Two years ago, King Khan and the Shrines released an incredible album, What Is?!, in Europe. The LP finally got its due across the pond last week, when Vice Records released it in the United States.
The Stooges released their debut album, The Stooges, 40 years ago after frontman Iggy Pop drew inspiration from MC5 and the Doors to escape the derivative blues model of so many British Invasion bands. The Stooges fused the rhythmic and lyrical repetition of a blues stomp with the frustrated romanticism of post-adolescence and created a heavier, grimier and more lascivious music. Five years later, punk rock would emerge as a slightly whittled-down version of that sound.
There is nothing whittled down about King Khan. He takes the Stooges’ nasty guitar pulse and throws in an organ and some blustering horns. He takes the deadpan exasperation of Iggy’s lyrics and kicks it into fifth gear, often consciously bordering on self-parody. King Khan even takes Iggy’s incendiary stage presence (he was famous for climbing into the crowd and was often smeared in his own blood by the end of concerts) and adds a go-go dancer. No, I’m serious—Bamboorella is the Shrines’ full-time go-go dancer.

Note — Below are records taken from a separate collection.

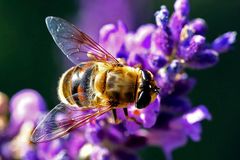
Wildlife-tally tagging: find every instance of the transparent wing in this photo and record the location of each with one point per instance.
(76, 45)
(64, 118)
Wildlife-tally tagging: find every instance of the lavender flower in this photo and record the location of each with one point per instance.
(167, 49)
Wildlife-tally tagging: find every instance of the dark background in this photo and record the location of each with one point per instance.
(29, 59)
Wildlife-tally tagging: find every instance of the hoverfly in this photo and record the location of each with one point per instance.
(98, 83)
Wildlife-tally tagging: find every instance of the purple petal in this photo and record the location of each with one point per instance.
(162, 42)
(197, 114)
(3, 104)
(199, 25)
(155, 62)
(100, 153)
(132, 127)
(205, 59)
(176, 23)
(74, 143)
(26, 105)
(168, 140)
(150, 113)
(183, 86)
(143, 35)
(195, 44)
(182, 6)
(112, 37)
(224, 42)
(162, 16)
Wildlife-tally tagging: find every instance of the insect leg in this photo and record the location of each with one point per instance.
(130, 118)
(116, 120)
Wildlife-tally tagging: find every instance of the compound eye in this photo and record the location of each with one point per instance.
(146, 75)
(144, 99)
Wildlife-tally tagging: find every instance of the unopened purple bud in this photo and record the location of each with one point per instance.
(3, 104)
(162, 42)
(199, 25)
(182, 6)
(194, 45)
(205, 59)
(174, 68)
(112, 37)
(176, 23)
(156, 61)
(224, 42)
(162, 16)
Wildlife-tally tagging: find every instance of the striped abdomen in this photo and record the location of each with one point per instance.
(99, 84)
(75, 85)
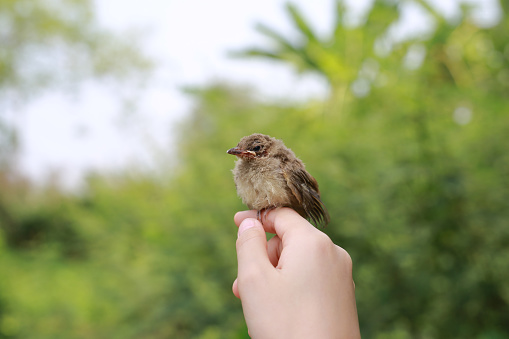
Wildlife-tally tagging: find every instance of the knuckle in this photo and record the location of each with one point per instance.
(248, 236)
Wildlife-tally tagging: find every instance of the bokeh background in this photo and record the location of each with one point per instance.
(399, 109)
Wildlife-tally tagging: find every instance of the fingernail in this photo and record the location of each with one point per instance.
(244, 225)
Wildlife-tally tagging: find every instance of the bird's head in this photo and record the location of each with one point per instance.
(256, 146)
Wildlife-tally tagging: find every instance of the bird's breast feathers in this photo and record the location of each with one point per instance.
(259, 185)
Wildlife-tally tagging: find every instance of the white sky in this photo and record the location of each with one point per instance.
(190, 39)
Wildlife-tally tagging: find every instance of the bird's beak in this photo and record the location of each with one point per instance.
(240, 152)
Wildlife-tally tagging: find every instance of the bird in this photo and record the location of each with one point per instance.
(269, 175)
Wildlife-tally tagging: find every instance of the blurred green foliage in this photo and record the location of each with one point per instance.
(412, 159)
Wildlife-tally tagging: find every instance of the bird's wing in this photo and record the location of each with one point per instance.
(305, 189)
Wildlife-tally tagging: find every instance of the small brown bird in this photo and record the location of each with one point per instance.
(268, 175)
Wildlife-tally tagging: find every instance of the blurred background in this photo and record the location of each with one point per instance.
(116, 196)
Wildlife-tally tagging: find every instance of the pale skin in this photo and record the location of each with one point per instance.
(296, 285)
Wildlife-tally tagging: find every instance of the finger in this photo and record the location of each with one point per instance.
(235, 289)
(284, 221)
(251, 248)
(240, 216)
(274, 248)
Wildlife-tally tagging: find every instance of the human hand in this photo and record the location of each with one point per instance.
(296, 285)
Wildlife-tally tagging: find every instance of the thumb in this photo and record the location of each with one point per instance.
(251, 247)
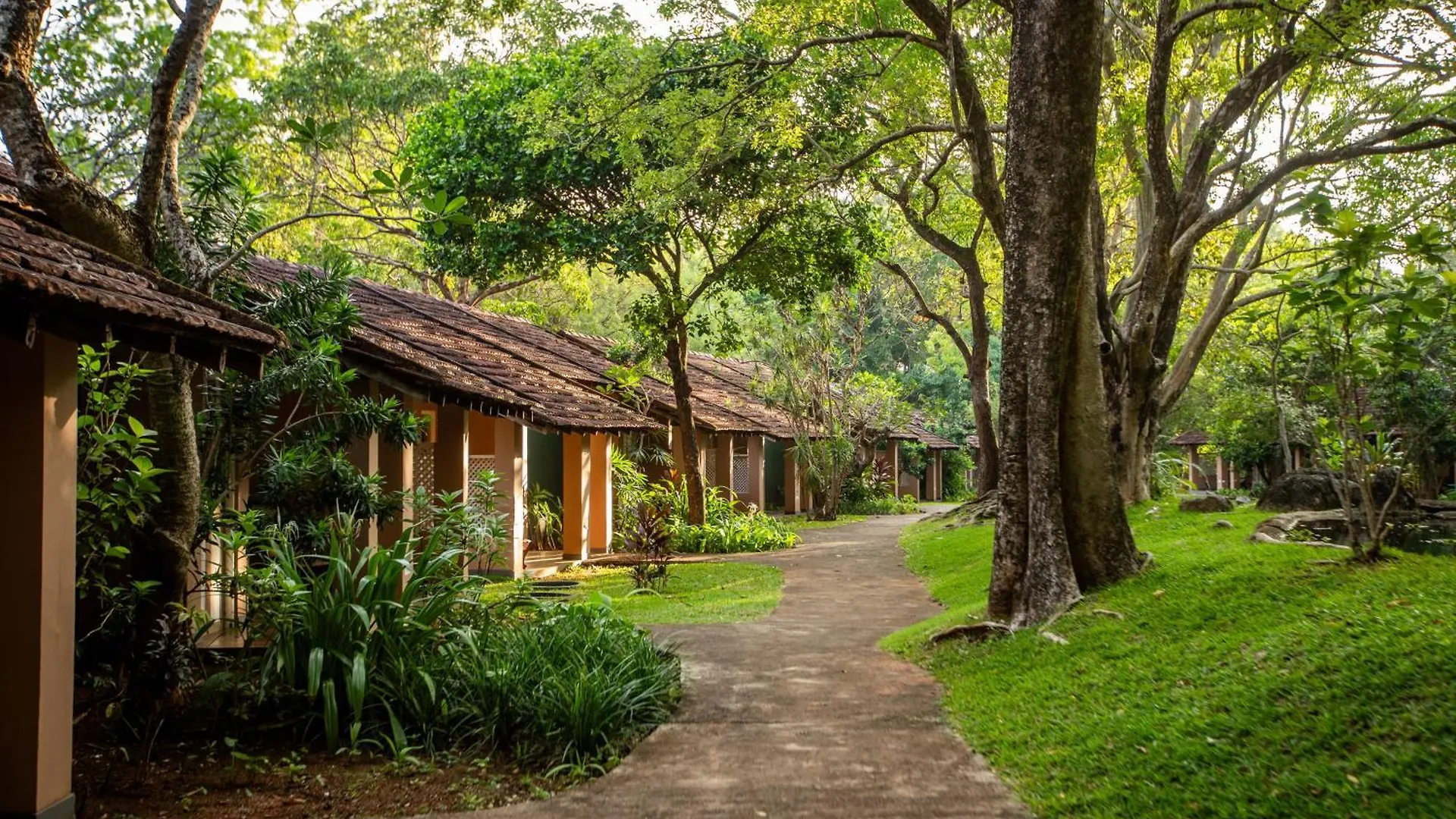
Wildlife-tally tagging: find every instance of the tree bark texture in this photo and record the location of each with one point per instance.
(1060, 526)
(976, 354)
(686, 426)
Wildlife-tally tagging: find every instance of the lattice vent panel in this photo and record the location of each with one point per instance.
(740, 472)
(425, 466)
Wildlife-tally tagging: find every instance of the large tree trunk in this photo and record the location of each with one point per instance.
(1062, 526)
(979, 371)
(683, 397)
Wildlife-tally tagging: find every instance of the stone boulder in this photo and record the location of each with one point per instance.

There’s a cockiness about both these singers that’s engendered by a supreme sense of nothing to lose. On “Real Cool Time,” a bass-heavy three-chord jam bathed in distortion and wah wah, Iggy sings, “Can I come over tonight?/ What do you think I wanna do?/ That’s right.” The same know-it-all nonchalance imbues King Khan’s “(How Can I Keep You) Outta Harm’s Way,” which sounds like the Zombies and the Animals got their hands on some horns and somehow churned out a hard-rock tune. King Khan wails, “Spilling all your honey and lies/ Got you nothing but grief/ I can hold you, baby, in my arms,/ Give you a little relief/ Believe me, baby, and understand,/ I got you here in the palm of my hand.”
King Khan’s influences are as wide-ranging and unpredictable as his stage antics, but he leaves listeners no choice but to join him in surrendering to an intense brew of emotions—the powerlessness of youth, a need for sexual commiseration, the unstoppable urge to just forget it all and dance. It was Iggy Pop’s unflinching representation of these very torments that made him so revolutionary and keeps his music fresh today.
A version of this piece first appeared as a column in the April 27 issue of the Tufts Daily.